While no big name minister from Ireland will be attending this year’s SXSW Interactive 2019 conference and festival, more work is being done behind the scenes than ever before to ensure Irish start ups are taken seriously.
There will be at least a dozen Irish companies present on the floor of the Austin Convention Centre during SXSW Interactive 2019, the tech part of a fortnight of music, arts, film, media and innovation held in downtown Austin. Former RTÉ newsman and Storyful founder, Mark Little, is joining this year's group to promote his latest news app, Kinzen.
Enterprise Ireland will also be hosting ‘Ireland Innovation Hour’ at the SXSW Convention to “showcase the world-class solutions that Irish companies have to offer in areas such as smart homes, customer/brand engagement and enterprise tech.”
Presence
Since opening an Ireland House in Austin four years ago, and establishing the presence of the IDA, Enterprise Ireland and a foreign consulate in the Lone Star State, two Taoisigh and three ministers have come to visit the festival. However, no big profile government representative is on the cards this year.
Ireland’s consul general in Austin, Adrian Farrell, is unperturbed.” We always have a strong presence at SXSW,” he told the Irish Times. “We’ve been such a long time partner and attendee at SXSW – in both tech and music, it demonstrates how seriously we take the festival and this is reflected in how much we are respected and taken seriously by the SXSW organizers.”

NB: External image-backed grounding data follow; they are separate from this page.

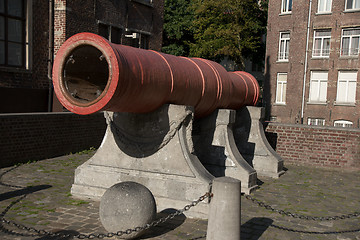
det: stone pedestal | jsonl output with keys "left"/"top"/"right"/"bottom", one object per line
{"left": 234, "top": 106, "right": 285, "bottom": 178}
{"left": 193, "top": 109, "right": 257, "bottom": 194}
{"left": 71, "top": 104, "right": 213, "bottom": 219}
{"left": 71, "top": 105, "right": 284, "bottom": 219}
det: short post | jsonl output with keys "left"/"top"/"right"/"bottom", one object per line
{"left": 206, "top": 177, "right": 241, "bottom": 240}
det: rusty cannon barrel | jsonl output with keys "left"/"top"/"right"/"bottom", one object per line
{"left": 52, "top": 32, "right": 259, "bottom": 117}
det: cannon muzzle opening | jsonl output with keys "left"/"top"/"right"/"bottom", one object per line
{"left": 53, "top": 32, "right": 259, "bottom": 117}
{"left": 63, "top": 45, "right": 109, "bottom": 104}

Autonomy remains the hottest topic at SXSW Interactive 2019 as questions surrounding driverless vehicles, artificial intelligence and robotics shift from the ‘what if’ to ‘what now.’ For the second year running, SXSW Interactive curators have deemed AI to be the zeitgeist centrefold of tech: a cursory glance through the five days of scheduled talks, panels and keynotes, sees more ‘As’ and ‘Is’ than U could shake a stick at.

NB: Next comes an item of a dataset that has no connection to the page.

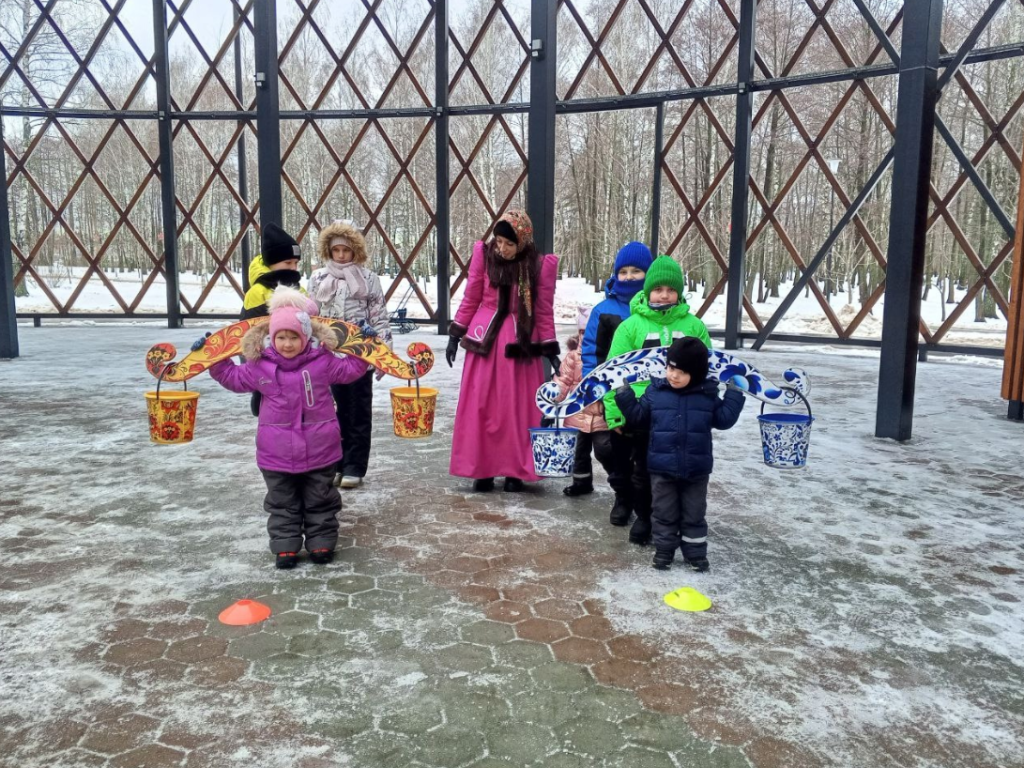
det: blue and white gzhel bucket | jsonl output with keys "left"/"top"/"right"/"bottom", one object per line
{"left": 757, "top": 388, "right": 813, "bottom": 469}
{"left": 529, "top": 426, "right": 579, "bottom": 478}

Elsewhere one notices a self-reflective and even self-deprecating side to the scheduled events. At a keynote speech entitled: Elon Musk: "The Frightening and Awful Future of Humanity" comic Jason Adomian will take on the role of the south African engineer and entrepreneur in a satirical spoof on what the future holds.
Twelve months is an awful long time in the tech world. Last year Elon Musk was the surprise guest at the SXSW Interactive festival. His presence caused great excitement among the media who were told about it just 12 hours before he magically appeared at the Moody Theater in downtown Austin.
Musk’s fortunes vary about as much as his business portfolio – which includes SpaceX, the company driving human efforts to get to Mars, as well as the Boring Project, an underground transportation project seeking to drive us all into the ground. Given the year he’s had, Musk isn’t likely to surprise us again this year.
Another keynote address will focus on the fortunes of Mark Zuckerburg's Facebook. "Zucked: How Facebook Has Upended the World We Live In" sees Roger McNamee, an early mentor to Zuckerberg and Nicholas Thompson, editor in chief of tech website, Wired, discussing the future of the social media site, just days after Zuckerberg himself set out to put a positive spin on how Facebook's future would be one filled with privacy, and individual control over their own digital identity. One doubts the same optimism will be present during the talk at the city's Convention Center this weekend.
Reminiscent of Dublin in the early 2000s, the Austin skyline is dominated by cranes and scaffolding as the economic and cultural boom enjoyed by the capital city of the Lone Star State continues unabated. Thousands of people continue to relocate here to fill its need for tech expertise or to bask in its wealth of musical talent.
Hours before the official festival kicks off, workers continue putting together temporary venues, conference rooms, and meeting halls, which to the untrained eye, would leave one thinking these guys don’t know what they’re doing.
But for all its naysayers, SXSW is an impressive example of effective people management. This well-oiled machine runs every year with surprisingly few problems despite average attendance growing to around 300,000 people over two weeks. But then again, it has been taking place since 1987, so it would want to be.
SXSW Festival runs from March 8-17th, 2019 in Austin, Texas.